One insight his archives have yielded is the context for that famous condemnation quoted above, which casts it in an interesting new light, namely the light of pedagogy. The quotation tends to be cited in secondhand accounts, reliably traced back to Strachey but with the specific details of time, setting, and purpose lost along the way. In the archives the passage appears in the middle of a longer paragraph in a note dated 6 June 1974, which Strachey sent to prospective graduate students. Viewing Strachey’s programmatic statements in their original context highlights the degree to which his denunciation of the schism between practice and theory was less a question of intellectual commitments than of concrete teaching arrangements. 

The discussion of practice and theory is immediately preceded by Strachey’s proud description of the Programming Research Group as “a relatively small, somewhat overcrowded group, physically self-contained and with our own computer. I am convinced that much of the success of the PRG springs from its rather unusual intellectual atmosphere and the high morale which this engenders [2]. Contact between theory and real computing was fundamentally social contact, and ultimately it was social contact between differently-focused individuals within the research group, rather than with researchers outside it, that Strachey deemed most valuable. Practical work, on this view, should not mean sitting side by side with working scientists, collaborating with them on their computer.
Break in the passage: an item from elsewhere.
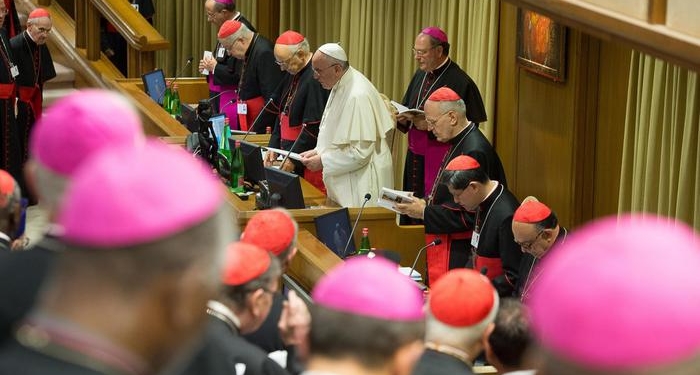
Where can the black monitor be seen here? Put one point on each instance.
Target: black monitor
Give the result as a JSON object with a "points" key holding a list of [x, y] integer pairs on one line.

It meant having a computer dedicated to the science of programming, on which to do practical research, in conversation with more abstractly inclined theorists of computing.

Following the programmatic statements about practice and theory, Strachey segued immediately into describing the activity of the Programming Research Group’s actual graduate students:

Most of our research students have a first degree in mathematics (and generally a very good one); about half of them choose the more practical side to work on, but all use the computer extensively for at least their first year. All the students on the practical side know about the formal semantics and keep up to date with developments on the theoretical side [3].

Ultimately, what it meant to keep theory in contact with real computing was to keep graduate students in both areas in close contact with one another. Creating the pedagogical environment that made the Programming Research Group what it was required carving it off from the larger university community, keeping everyone together on the same machine and in the same conversations.

Practice without theory, Strachey cautioned, was unsound and clumsy. Theory without practice was sterile. Only by bringing practice and theory, teaching and research, together in an overcrowded and self-contained space with its own computer, could the mathematical study of real computing, as he envisioned it, thrive.

[1] Undated quotation in C. A. R. Hoare, “A Hard Act to Follow”, Higher-Order and Symbolic Computation 13, no. 1 (2000): 71–72, at 71.

[2] Oxford, Bodleian Libraries MS. Eng. misc. b. 254/B.8

[3] Oxford, Bodleian Libraries MS. Eng. misc. b. 254/B.8.

David Dunning is a Postdoctoral Research Associate at the Mathematical Institute in Oxford.